Гоголь прямо сказал:


- Гоцни горилки.


- Гоцни? – удивился я, я очень хорошо знал язык Гоголя, и такого слова в его богатом языке не помнил. – Николай Васильевич, но…


- Гоцни, да! – вдруг рассердился Гоголь. – Гоцни, вот мой наказ.


Я поблагодарил Гоголя за наказ, но гоцать горилку не стал – потому что зачитался новыми стихами Блока, они были очень хорошие, после смерти Блок вообще стал очень хорошо писать, даже лучше, чем при жизни, очень хорошо у него получалось, ну а потом до горилки уже как-то руки не дошли. Вернее, потом, много позже, руки как раз дошли, хотя ходить должны не руки, а ноги, но дошли вот именно руки, потому что ноги дойти уже не могли, но об этом позже.


В общем, на дискотеках я вел себя тогда позорно. Сидел в стороне и старался угадать, какая из телочек пришла без лифта. Лифтом (с ударением на последний слог) назывался лифчик. Многие девочки в нашем классе приходили на дискотеку в лифчиках, но несколько девочек его не надевали.

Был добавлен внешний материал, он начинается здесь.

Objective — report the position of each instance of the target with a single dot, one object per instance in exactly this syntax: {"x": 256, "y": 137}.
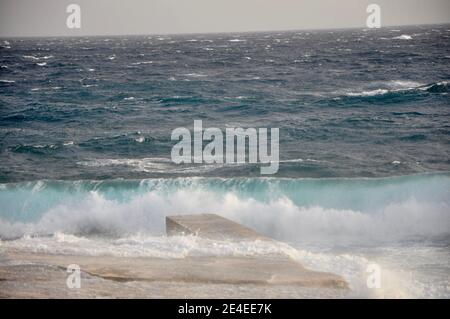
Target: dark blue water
{"x": 348, "y": 103}
{"x": 364, "y": 119}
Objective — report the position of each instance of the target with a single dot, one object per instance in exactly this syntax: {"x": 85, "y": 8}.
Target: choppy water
{"x": 85, "y": 128}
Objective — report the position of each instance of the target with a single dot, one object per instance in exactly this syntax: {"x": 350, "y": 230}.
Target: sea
{"x": 364, "y": 148}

Много лет спустя, от одной из своих пьяных одноклассниц, она стала проституткой, потому что любила Цоя, но об этом позже, я выяснил, что из дома родители всех девочек выпускали на дискотеку в лифчиках, но некоторые девочки тайком перед дискотекой в женском туалете лифчики снимали. Делали они это, оказывается, потому, что им нравилось, когда мальчики их сильно прижимают к себе во время медляков, и без лифчиков это было приятнее, так как сдавливались соски. А в лифчике сдавливались только ребра.


Я сидел, и наблюдал. Это было занятие тех, кто не танцевал. Любовь скорее к созерцанию, чем к мазуркам – вот что сказывалось во мне тогда, вот что роднило меня с Евгением Онегиным, впрочем, он был упомянут много выше, и сейчас не до него.


В тот вечер, когда мы с Кисой еще добавили вина в туалете, я вдруг почувствовал что-то. Я стал прислушиваться к своим ощущениям. Они были смешанными. Кружилась голова, подташнивало, но это не главное. Я чувствовал нарастающее ощущение, которое мне очень понравилось. Это было чувство возвышенного, светлого не понятно чего. Тогда я не знал, что, придя ко мне однажды, это чувство не покинет меня никогда.


Потом с Кисой мы пошли в холл нашей школы, огромный холл, с мраморным полом. Там начиналась грандиозная дискотека. Большой шар был прикреплен к потолку, шар этот был обклеен зеркальными кусочками, он вращался и пускал зайчики по всему холлу. Я знал, что так выглядит стиль диско. Я им владел. И тут я посмотрел в окно.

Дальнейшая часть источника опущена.